There have been some trends that have decreased police killings temporarily in some cities, such as banning the shooting of non-violent offenders who are fleeing, high-speed chases in residential areas and shooting into moving cars.

But recent reform efforts to cut down fatal police violence, like banning chokeholds, mandating body cameras, training in de-escalation, diversifying police forces, and civilian police review and advisory boards have all failed. We know these efforts have failed because fatal police violence has remained the same or increased since 1990.

We need community control of the police, with the power to hire and fire. We need immediate practical measures like disarming and demilitarizing the police. Some may see this as too radical, but is it? 

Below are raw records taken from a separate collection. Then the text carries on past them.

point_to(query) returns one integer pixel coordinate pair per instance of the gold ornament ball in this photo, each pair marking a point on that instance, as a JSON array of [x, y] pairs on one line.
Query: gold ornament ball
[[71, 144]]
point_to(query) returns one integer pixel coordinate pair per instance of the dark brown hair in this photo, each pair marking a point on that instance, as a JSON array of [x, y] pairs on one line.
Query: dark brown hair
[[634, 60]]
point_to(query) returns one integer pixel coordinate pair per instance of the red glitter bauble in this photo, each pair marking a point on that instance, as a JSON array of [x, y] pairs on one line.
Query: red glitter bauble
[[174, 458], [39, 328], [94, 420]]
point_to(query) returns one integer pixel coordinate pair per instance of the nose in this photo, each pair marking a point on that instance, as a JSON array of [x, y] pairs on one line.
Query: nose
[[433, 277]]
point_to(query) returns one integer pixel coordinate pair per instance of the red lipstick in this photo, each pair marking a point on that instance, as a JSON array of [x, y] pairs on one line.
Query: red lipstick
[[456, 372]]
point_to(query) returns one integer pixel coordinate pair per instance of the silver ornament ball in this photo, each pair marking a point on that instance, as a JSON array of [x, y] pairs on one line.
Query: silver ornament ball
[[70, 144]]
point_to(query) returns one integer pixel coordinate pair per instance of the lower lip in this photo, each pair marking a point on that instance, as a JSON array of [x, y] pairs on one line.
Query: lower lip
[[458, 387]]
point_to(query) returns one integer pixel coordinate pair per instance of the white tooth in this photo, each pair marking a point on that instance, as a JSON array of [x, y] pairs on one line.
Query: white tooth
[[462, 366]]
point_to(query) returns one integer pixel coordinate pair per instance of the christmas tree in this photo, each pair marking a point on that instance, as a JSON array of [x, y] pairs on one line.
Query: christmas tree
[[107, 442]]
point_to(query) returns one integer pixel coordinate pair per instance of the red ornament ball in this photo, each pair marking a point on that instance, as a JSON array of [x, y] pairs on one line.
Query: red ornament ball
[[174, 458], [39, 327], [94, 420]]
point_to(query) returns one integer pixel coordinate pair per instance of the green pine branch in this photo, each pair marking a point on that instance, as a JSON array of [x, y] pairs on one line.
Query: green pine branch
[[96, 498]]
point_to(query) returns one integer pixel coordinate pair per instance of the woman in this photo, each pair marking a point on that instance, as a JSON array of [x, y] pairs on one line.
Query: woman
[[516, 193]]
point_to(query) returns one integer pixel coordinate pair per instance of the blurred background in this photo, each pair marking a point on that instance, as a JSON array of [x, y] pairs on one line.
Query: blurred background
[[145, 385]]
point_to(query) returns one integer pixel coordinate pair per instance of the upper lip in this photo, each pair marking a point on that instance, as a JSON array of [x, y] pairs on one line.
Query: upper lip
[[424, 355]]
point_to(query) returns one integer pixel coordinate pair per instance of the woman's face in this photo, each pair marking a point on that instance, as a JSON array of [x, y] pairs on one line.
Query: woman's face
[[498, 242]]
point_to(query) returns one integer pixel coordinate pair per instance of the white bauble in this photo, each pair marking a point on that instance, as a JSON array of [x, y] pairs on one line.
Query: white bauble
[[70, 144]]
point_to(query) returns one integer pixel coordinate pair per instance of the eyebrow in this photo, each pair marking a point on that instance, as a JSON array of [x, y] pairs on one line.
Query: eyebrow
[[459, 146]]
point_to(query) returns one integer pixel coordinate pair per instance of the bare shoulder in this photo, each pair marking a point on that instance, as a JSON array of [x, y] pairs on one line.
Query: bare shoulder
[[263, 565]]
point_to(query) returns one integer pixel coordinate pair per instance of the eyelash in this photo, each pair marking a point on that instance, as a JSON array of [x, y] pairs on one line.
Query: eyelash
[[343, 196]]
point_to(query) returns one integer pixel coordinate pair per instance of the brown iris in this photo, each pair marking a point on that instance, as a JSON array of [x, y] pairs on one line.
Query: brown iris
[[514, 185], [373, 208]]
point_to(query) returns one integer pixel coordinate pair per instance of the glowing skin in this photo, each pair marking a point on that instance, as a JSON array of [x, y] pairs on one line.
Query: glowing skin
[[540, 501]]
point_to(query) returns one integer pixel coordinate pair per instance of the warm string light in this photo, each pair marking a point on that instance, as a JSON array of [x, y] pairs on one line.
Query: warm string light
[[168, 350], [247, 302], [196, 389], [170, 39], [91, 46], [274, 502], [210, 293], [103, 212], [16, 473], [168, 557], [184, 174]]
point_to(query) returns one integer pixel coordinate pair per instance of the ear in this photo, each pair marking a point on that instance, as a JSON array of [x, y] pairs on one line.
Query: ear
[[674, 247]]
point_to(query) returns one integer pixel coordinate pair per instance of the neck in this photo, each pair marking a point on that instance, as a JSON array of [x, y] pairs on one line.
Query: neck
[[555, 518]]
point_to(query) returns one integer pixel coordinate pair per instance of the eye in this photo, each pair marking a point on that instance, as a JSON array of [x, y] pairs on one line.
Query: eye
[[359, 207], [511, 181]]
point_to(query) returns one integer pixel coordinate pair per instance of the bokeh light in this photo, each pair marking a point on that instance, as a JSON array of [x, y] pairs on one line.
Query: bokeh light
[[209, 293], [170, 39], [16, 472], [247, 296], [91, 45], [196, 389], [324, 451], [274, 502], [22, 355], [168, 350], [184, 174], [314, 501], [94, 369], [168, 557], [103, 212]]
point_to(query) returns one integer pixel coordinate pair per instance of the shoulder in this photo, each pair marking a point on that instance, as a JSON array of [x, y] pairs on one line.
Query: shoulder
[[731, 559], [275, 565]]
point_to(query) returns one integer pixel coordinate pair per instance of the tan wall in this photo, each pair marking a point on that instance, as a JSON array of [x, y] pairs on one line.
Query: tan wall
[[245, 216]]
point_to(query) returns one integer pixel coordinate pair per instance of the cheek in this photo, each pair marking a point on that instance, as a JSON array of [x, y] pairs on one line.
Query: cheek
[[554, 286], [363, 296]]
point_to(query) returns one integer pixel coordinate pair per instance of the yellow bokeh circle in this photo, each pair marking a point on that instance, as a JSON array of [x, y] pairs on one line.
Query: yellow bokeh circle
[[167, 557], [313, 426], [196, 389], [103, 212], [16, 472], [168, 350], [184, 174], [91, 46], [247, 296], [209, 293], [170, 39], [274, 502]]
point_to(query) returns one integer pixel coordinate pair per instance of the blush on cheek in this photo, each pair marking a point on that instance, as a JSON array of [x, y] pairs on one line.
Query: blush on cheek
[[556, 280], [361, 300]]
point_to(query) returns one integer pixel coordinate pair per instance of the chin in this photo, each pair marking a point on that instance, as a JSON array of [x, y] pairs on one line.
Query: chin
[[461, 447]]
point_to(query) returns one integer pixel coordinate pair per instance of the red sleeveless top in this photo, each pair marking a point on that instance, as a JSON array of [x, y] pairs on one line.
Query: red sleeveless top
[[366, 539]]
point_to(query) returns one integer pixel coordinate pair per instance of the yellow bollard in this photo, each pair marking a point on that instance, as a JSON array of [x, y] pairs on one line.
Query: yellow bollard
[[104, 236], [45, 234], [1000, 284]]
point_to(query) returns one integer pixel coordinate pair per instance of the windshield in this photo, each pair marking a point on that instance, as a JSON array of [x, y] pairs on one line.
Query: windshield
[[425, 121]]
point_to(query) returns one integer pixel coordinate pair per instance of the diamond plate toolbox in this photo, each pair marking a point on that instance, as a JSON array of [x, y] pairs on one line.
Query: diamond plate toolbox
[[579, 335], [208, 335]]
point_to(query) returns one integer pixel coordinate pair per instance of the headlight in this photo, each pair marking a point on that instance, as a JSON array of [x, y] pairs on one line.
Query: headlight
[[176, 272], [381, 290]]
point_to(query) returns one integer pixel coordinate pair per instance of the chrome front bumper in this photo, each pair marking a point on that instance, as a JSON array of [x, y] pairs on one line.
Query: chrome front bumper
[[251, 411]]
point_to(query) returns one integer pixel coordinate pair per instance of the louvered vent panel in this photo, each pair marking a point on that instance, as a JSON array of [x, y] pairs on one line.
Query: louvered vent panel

There are 19 countries where the regular police are unarmed, including Norway and Britain, where only select officers are armed. In 2019, no one died from police violence in Norway, and three people were recorded to have died from police violence in England and Wales between 2018 and 2019.

A better way of protecting, supporting and keeping our communities safe is possible. Disarming the police is an urgent step that must be considered — otherwise you must realize that calling the police could result in the death of you or someone you care deeply about.